Media will continue to get more and more complicated. Programmatic spend will grow like Topsy and advertisers will keep on asking for more transparency. The rise and rise of the media tech giants will continue and so will the questions around their measurement. There will be more of a concerted call for an audited media currency.

Given the size of Facebook can they really expect to carry on ‘marking their own homework’?

Many people don’t think so.

Big data will start to give way to quality data. The other question which won’t go away is when has an ad really and truly been seen? There will definitely be more debate on what constitutes an impression.

I’m hoping that 2017 will be the year that agencies really start to push back on the destructive race to the bottom that their clients seem hell bent on. The IPA will be in the vanguard to help meet the commercial challenges caused by this constant demand for the lowest price. For as long as it continues, everybody - the agencies and the advertisers - will be a loser. Advertisers have confused price with value and so we will continue to promote effectiveness and value over efficiency for its own sake, and to run our master classes in selling, pricing and negotiation.

Advertising itself will continue to come under scrutiny in 2017. Ironically, mostly from Brussels, which despite Brexit, will continue to influence us here for some time to come.

There is the new General Data Protection Regulation coming in in May next year and proposals for a new E-Privacy Regulation, both of which could force all businesses, not just those in our industry, to change their business models to ensure greater protection for consumer data.

Brussels are also planning potential changes to the Audio Visual Media Services Directive, which also threaten greater restrictions on advertising.

And there will be the usual pressure points in advertising, such as the traditional calls to restrict advertising of alcohol, gambling, HFSS foods and drinks to children (note the recent changes to the CAP Code) due to come take effect later this year.

The end of last year saw a lot of opinion pieces about learning from the past to shape the future, with such luminaries as John Hegarty and Jeremy Bullmore referencing the need to keep hold of our accumulated wisdom.
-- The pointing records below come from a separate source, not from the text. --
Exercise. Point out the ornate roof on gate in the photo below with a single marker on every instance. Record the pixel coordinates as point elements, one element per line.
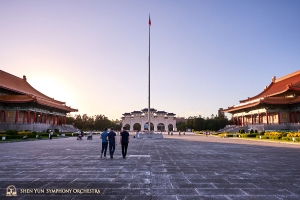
<point>151,110</point>
<point>285,90</point>
<point>145,110</point>
<point>279,86</point>
<point>27,93</point>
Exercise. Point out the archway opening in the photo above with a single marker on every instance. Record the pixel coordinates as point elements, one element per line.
<point>127,127</point>
<point>151,126</point>
<point>161,127</point>
<point>136,127</point>
<point>170,127</point>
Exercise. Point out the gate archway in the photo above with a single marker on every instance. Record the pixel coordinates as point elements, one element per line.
<point>170,127</point>
<point>151,126</point>
<point>127,127</point>
<point>137,126</point>
<point>161,127</point>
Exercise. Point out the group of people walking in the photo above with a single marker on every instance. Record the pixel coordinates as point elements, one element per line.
<point>109,138</point>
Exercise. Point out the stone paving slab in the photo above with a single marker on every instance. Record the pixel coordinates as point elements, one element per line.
<point>186,167</point>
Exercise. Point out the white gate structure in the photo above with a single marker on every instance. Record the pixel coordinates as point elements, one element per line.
<point>161,120</point>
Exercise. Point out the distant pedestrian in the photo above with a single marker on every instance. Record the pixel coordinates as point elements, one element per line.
<point>124,140</point>
<point>104,142</point>
<point>112,140</point>
<point>50,134</point>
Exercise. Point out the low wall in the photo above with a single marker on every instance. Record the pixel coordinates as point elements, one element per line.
<point>35,127</point>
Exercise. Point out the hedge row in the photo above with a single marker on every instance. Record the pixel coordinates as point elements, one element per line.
<point>249,135</point>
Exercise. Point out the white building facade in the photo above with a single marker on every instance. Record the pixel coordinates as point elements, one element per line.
<point>160,120</point>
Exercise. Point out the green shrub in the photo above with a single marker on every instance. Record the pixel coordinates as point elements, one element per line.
<point>261,133</point>
<point>226,135</point>
<point>11,132</point>
<point>248,135</point>
<point>14,137</point>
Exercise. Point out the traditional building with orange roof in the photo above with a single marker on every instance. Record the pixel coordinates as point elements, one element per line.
<point>24,108</point>
<point>277,107</point>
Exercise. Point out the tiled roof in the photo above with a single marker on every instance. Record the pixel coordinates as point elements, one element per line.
<point>27,92</point>
<point>281,85</point>
<point>267,100</point>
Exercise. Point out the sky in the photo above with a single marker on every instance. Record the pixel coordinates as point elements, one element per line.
<point>205,54</point>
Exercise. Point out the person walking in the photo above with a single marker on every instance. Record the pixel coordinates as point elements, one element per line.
<point>124,140</point>
<point>112,140</point>
<point>104,142</point>
<point>50,134</point>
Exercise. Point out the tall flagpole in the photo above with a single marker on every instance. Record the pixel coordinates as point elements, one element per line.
<point>149,123</point>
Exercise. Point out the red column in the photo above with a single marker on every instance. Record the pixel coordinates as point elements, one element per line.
<point>28,117</point>
<point>41,117</point>
<point>16,117</point>
<point>4,117</point>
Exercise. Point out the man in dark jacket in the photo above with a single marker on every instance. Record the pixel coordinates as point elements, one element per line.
<point>124,140</point>
<point>112,140</point>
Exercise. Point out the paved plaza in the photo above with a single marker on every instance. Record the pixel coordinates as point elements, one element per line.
<point>186,167</point>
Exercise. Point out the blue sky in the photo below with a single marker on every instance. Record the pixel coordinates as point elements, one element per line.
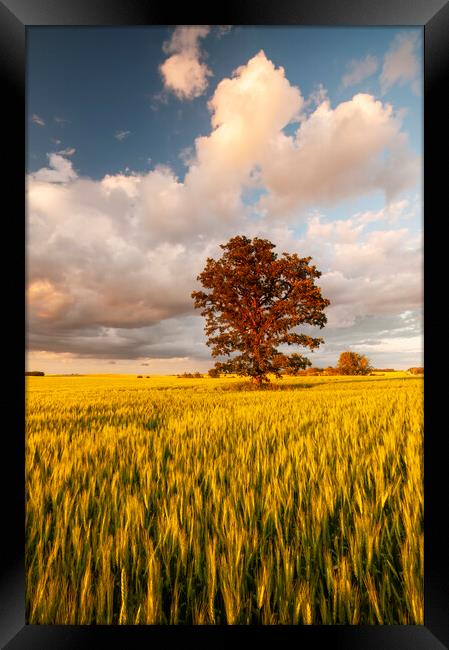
<point>119,103</point>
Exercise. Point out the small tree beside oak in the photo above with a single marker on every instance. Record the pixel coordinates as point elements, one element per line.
<point>351,363</point>
<point>253,301</point>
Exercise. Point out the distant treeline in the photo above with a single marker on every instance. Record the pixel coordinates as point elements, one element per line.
<point>190,375</point>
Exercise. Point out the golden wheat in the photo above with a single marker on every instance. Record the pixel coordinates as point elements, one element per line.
<point>165,501</point>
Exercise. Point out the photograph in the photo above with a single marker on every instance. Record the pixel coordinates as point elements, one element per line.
<point>224,409</point>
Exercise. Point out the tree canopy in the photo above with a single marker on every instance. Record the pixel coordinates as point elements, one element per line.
<point>252,303</point>
<point>351,363</point>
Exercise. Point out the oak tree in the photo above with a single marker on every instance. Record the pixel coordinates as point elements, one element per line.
<point>253,302</point>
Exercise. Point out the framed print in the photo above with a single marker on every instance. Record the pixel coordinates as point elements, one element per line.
<point>227,233</point>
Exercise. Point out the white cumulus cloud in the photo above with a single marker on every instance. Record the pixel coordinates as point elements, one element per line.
<point>184,73</point>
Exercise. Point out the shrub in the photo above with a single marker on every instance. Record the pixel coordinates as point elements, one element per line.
<point>416,371</point>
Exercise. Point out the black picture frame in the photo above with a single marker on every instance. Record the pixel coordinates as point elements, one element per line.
<point>15,17</point>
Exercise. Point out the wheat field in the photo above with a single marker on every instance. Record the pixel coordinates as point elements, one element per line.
<point>169,501</point>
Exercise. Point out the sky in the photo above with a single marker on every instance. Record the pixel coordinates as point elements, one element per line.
<point>148,147</point>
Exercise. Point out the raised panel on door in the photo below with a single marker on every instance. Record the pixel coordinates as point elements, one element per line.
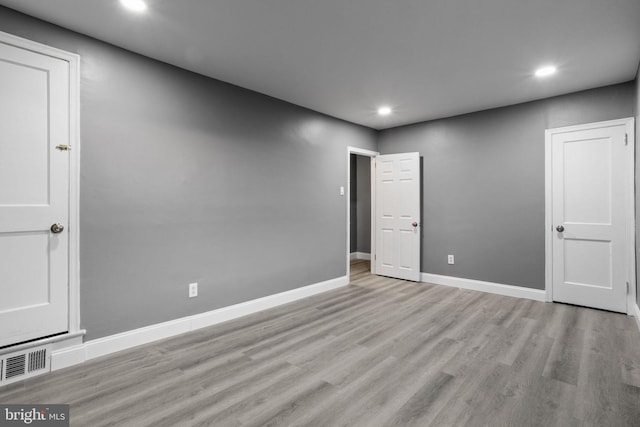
<point>34,119</point>
<point>397,215</point>
<point>589,256</point>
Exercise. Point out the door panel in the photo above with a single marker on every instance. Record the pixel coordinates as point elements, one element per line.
<point>397,209</point>
<point>34,119</point>
<point>589,256</point>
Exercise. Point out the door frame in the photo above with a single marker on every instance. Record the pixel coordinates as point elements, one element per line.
<point>74,169</point>
<point>372,155</point>
<point>629,204</point>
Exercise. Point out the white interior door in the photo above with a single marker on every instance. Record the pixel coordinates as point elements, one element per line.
<point>397,215</point>
<point>34,195</point>
<point>589,243</point>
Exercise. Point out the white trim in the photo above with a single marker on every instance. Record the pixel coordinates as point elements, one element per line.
<point>367,153</point>
<point>125,340</point>
<point>74,168</point>
<point>359,255</point>
<point>490,287</point>
<point>629,196</point>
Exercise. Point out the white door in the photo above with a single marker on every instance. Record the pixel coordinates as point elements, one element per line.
<point>398,215</point>
<point>590,176</point>
<point>34,195</point>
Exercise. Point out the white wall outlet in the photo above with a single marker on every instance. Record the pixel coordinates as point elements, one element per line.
<point>193,290</point>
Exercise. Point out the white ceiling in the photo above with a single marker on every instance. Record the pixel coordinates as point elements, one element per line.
<point>425,58</point>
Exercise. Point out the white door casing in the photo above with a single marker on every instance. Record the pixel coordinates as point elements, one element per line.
<point>591,175</point>
<point>38,110</point>
<point>397,216</point>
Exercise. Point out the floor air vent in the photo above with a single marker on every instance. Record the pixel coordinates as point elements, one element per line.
<point>24,364</point>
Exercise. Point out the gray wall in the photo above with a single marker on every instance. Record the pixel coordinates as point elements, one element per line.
<point>363,202</point>
<point>483,182</point>
<point>637,114</point>
<point>188,179</point>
Coincidentally the most sought after course here at the IPA was ‘The Fundamentals’ – a series of workshops set up to combat the concern that the pace of change in the industry means that too much is being lost in the wash.

So, in looking forward to what 2017 might have in store for us, my last prediction is that it will be the year that agencies look back.

Back to the treasure trove of wisdom that made us who we are. To paraphrase the Donald – it is time to “make Advertising great again”.